A ces époques lointaines, le cochon n’était pas rose mais noir, et c’est suite à des croisements génétiques avec un porc asiatique qu’au XVIIIe siècle on passa du noir au rose, nous apprend encore David Wahl. Où va-t-il chercher tout ça ? Il n’a pas le temps de répondre car il en est déjà à poursuivre son questionnement. Le gros monarque tout à sa peine a-t-il bien eu raison ? Wahl en doute car de tout temps le cochon s’est nourri d’immondices. L’interdire dans les rues de paris, c’était priver la population des « premiers éboueurs que notre civilisation ait jamais connus », comme le dit joliment Wahl. Dès lors, Paris renoua avec la fange. Ce qui prouve bien, conclut Wahl, que « la distinction entre ce qui est propre et ce qui ne l’est pas a toujours été des plus confuses ». C’est là l’un des axes de son discours, de son Sale Discours.
Sauve qui pue
Tenez la merde. Les Japonais s’en servaient pour fertiliser les champs (le paysan français, plus délicat, se contente de bouses de vache) et allaient jusqu’à poser des petits seaux sur le bord des routes pour inviter les passant à déféquer dedans. Tenez l’urine. Il n’y a pas que les héros perdus dans le désert qui, après avoir pissé dans leur gourde, vide depuis longtemps, boivent l’urine en écartant fiévreusement leurs lèvres desséchées. Madame de Sévigné, elle-même, dans une lettre, « conseille à sa fille de se rincer la bouche avec celle d’un garçon prépubère afin de s’assurer d’une bonne hygiène buccale ». Certes Madame de Sévigné est connue ; il est cependant peu probable que les manuels scolaires citent cette lettre. Mais qui connaît l’abbé Fontana qui, en 1782, inventa « l’eudiomètre », un appareil capable de mesurer les odeurs de l’air et de calculer son taux de respirabilité. Ou Brouardel, un médecin qui en 1873 mérita de passer à la postérité pour avoir dit cette phrase définitive : « Tout ce qui pue ne tue pas et tout ce qui tue ne pue pas. »

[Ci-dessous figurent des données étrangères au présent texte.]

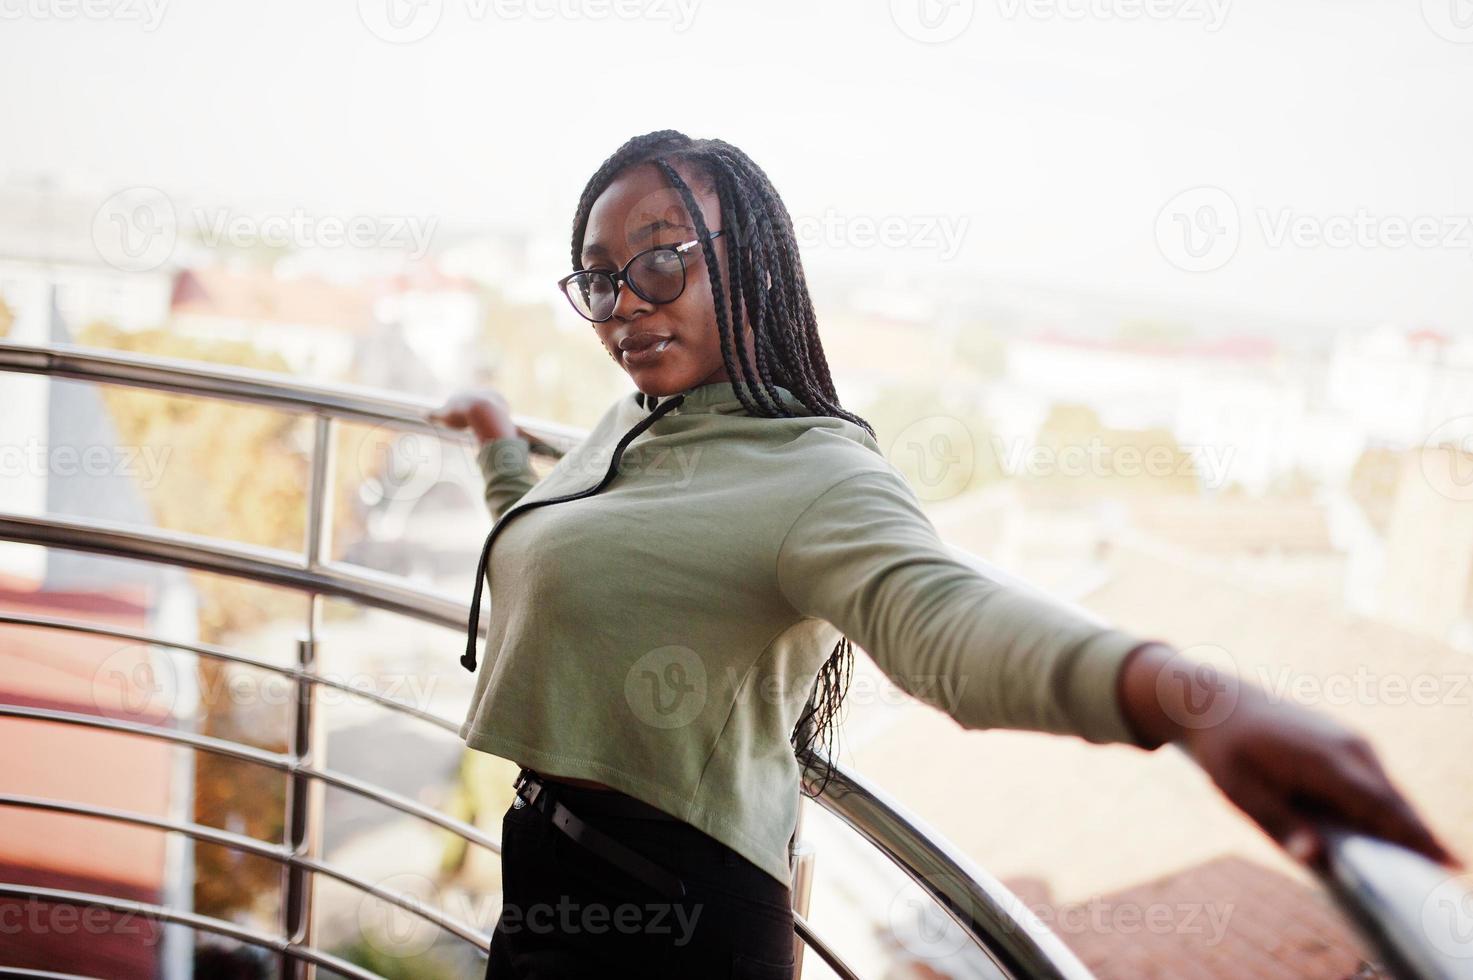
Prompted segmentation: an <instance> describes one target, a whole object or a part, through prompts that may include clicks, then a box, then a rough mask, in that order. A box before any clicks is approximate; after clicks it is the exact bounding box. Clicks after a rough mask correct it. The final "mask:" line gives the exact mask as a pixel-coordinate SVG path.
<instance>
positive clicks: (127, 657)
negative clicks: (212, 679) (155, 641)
mask: <svg viewBox="0 0 1473 980" xmlns="http://www.w3.org/2000/svg"><path fill="white" fill-rule="evenodd" d="M91 694H93V706H94V707H96V709H97V712H99V713H100V715H103V716H105V718H122V719H133V721H158V719H161V718H168V716H169V715H172V713H174V707H175V706H177V704H178V696H180V684H178V673H175V669H174V660H172V659H169V657H168V656H155V654H153V651H152V647H147V645H144V644H130V645H125V647H118V648H116V650H113V651H112V653H110V654H108V656H106V657H103V660H102V662H100V663H99V665H97V666H96V668H94V669H93V679H91Z"/></svg>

Après un arrêt pipi-caca-au-delà dans l’antre du spiritisme, on en arrive au XXe siècle avec le corps irradié de Marie Curie qui va entrer au Panthéon dans un cercueil de plomb pour ne pas importuner les visiteurs. David Wahl en profite pour bifurquer vers son mari Pierre qui, s’il n’avait pas été renversé par une charrette, aurait étudié de près les pouvoirs de leur servante polonaise Eusapia. Saluant au passage l’immunologiste Jean-Claude Ameisen, le voici maintenant au chevet des déchets radioactifs et des déchets humains. Vaste programme.
Chemin faisant, l’auteur-acteur aura quitté son habit rose pour une combinaison noire et, seau après seau, il aura déversé sur le plateau une matière noire, étrange, à la fois épaisse et fluide, mystérieuse et brillante à l’instar de tout ce qu’il raconte. Il finira par se vautrer dans cette matière, explorateur jusqu’au bout.